W tym celu przygotowaliśmy projekt nowelizacji małego trójpaku, aby cena, po jakiej nadwyżka energii ma być sprzedawana do sieci, wynosiła nie 80% ceny z roku poprzedniego, a 100% – powiedział były wiceminister gospodarki i poseł na Sejm RP Mieczysław Kasprzak podczas Polskiego Kongresu Energii Odnawialnej, który odbył się w Lublinie 12 maja.

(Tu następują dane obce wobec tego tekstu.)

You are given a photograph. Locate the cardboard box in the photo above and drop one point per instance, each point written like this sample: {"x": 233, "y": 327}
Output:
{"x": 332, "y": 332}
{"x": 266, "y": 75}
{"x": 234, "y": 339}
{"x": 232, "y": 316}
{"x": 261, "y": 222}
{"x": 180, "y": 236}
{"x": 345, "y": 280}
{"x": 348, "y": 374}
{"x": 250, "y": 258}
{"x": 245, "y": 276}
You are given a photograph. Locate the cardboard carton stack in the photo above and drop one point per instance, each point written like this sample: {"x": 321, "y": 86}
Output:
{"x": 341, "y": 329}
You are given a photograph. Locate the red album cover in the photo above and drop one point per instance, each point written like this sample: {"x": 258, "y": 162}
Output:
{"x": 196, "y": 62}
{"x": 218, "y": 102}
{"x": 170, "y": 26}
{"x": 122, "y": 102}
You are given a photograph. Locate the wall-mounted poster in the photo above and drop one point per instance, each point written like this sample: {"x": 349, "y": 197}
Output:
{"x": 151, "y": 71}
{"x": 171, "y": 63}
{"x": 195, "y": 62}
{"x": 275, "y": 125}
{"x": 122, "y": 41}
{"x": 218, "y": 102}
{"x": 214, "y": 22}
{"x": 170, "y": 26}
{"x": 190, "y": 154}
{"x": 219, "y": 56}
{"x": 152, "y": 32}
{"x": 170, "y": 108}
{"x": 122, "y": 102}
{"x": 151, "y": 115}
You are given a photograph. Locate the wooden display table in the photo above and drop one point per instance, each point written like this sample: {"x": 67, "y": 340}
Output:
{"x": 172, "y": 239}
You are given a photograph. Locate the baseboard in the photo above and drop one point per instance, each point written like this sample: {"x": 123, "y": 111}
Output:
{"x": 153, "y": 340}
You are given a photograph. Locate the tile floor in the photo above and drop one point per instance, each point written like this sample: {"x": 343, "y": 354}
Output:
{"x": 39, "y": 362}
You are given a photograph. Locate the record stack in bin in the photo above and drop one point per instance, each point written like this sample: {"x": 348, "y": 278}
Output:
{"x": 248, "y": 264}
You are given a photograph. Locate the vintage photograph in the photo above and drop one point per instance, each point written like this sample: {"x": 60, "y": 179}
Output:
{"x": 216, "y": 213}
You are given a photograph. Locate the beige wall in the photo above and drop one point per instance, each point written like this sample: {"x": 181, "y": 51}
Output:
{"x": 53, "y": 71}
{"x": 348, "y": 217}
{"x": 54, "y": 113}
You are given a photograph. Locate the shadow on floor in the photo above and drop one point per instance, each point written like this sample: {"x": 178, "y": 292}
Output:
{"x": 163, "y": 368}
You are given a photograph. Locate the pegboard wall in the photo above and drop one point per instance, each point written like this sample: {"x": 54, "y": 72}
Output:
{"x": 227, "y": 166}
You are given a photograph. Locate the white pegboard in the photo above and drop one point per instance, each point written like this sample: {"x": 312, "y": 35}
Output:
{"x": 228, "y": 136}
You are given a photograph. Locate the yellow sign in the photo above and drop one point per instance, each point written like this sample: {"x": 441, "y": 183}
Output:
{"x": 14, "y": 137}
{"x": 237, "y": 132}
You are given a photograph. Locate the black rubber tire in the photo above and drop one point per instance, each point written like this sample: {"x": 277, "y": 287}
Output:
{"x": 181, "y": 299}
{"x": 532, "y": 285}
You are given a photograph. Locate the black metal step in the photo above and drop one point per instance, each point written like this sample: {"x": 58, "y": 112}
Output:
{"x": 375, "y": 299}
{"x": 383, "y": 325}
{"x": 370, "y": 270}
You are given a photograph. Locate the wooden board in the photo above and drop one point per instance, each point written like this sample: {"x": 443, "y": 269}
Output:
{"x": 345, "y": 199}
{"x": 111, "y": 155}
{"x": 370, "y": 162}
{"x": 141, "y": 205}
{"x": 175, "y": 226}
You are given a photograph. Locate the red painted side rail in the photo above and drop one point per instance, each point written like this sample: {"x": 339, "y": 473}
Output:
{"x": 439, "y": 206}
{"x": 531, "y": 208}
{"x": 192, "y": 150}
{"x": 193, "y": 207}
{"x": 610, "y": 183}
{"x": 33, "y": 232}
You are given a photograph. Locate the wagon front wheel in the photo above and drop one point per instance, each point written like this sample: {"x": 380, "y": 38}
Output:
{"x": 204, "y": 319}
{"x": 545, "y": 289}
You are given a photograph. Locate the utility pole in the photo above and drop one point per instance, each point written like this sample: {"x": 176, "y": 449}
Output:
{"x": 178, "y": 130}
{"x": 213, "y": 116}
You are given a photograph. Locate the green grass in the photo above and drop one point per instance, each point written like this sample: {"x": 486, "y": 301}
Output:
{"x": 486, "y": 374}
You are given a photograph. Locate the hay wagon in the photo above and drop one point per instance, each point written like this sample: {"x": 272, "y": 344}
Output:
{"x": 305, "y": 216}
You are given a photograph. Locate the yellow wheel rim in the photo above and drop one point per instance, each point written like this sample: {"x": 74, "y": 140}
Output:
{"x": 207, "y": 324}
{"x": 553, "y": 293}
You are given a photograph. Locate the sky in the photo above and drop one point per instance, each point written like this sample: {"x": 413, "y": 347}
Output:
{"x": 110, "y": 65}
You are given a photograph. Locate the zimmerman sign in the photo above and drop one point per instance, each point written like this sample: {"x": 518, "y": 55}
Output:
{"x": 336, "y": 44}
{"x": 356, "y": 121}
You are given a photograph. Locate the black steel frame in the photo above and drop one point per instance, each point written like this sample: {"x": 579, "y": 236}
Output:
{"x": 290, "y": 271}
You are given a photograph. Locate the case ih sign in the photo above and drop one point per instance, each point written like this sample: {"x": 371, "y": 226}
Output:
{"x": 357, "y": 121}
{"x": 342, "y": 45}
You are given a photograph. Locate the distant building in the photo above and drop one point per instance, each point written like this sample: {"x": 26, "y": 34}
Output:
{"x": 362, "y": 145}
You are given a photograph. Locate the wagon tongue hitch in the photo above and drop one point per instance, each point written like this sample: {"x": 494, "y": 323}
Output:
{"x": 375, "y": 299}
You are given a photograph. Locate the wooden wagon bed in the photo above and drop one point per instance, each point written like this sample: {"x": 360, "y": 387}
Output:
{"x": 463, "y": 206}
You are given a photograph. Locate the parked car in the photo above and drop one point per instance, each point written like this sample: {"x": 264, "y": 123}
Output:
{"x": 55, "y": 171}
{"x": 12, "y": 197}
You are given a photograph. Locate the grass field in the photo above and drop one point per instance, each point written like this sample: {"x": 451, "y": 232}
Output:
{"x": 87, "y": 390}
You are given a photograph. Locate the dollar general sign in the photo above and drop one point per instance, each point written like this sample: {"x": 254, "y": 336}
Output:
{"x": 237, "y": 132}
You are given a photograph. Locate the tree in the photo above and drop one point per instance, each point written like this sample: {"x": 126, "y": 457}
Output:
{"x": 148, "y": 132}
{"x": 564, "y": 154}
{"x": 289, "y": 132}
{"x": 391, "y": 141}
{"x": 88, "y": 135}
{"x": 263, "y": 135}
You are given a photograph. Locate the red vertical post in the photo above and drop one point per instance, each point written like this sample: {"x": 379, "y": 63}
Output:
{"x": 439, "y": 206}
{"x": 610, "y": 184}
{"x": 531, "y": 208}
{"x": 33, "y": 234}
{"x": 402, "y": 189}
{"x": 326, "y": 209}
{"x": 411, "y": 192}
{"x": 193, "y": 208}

Poseł Mieczysław Kasprzak dodał, że trzeba stawiać na OZE, bo to nasza przyszłość, dlatego z przykrością odbiera fakt, że nadal nie została uchwalona ustawa o OZE. W konferencji wziął udział prezes Fundacji Polski Kongres Gospodarczy oraz poseł Waldemar Pawlak. – Jeżeli niektórzy politycy straszą energią odnawialną, czyli naszą własną polską energią i blokują jej rozwój w Polsce lokalnej, to oznacza, że są sympatykami kosztownego importu paliw z zagranicy. Tym politykom trzeba powiedzieć, że nie mogą nas zamykać w pierwotnych jaskiniach i mówić, że tylko tam będzie bezpiecznie – powiedział Waldemar Pawlak.

Obecny na konferencji polityk odniósł się do obaw w temacie oddziaływania OZE. - W Niemczech zostało wręcz naukowo udowodnione, że wiatraki nie szkodzą ludziom, skoro zainstalowano tam ok. 35 000 MW tej technologii i nikt z tego powodu nie choruje. Wszystkim, którzy się obawiają trzeba bardzo obrazowo tłumaczyć i wyjaśniać jak jest naprawdę. A firmy muszą nie tylko wspierać właścicieli działek, na których stoi instalacja, ale też ich sąsiadów, gdyż często zazdrość jest motywacją do protestów – przekonywał były premier i minister gospodarki.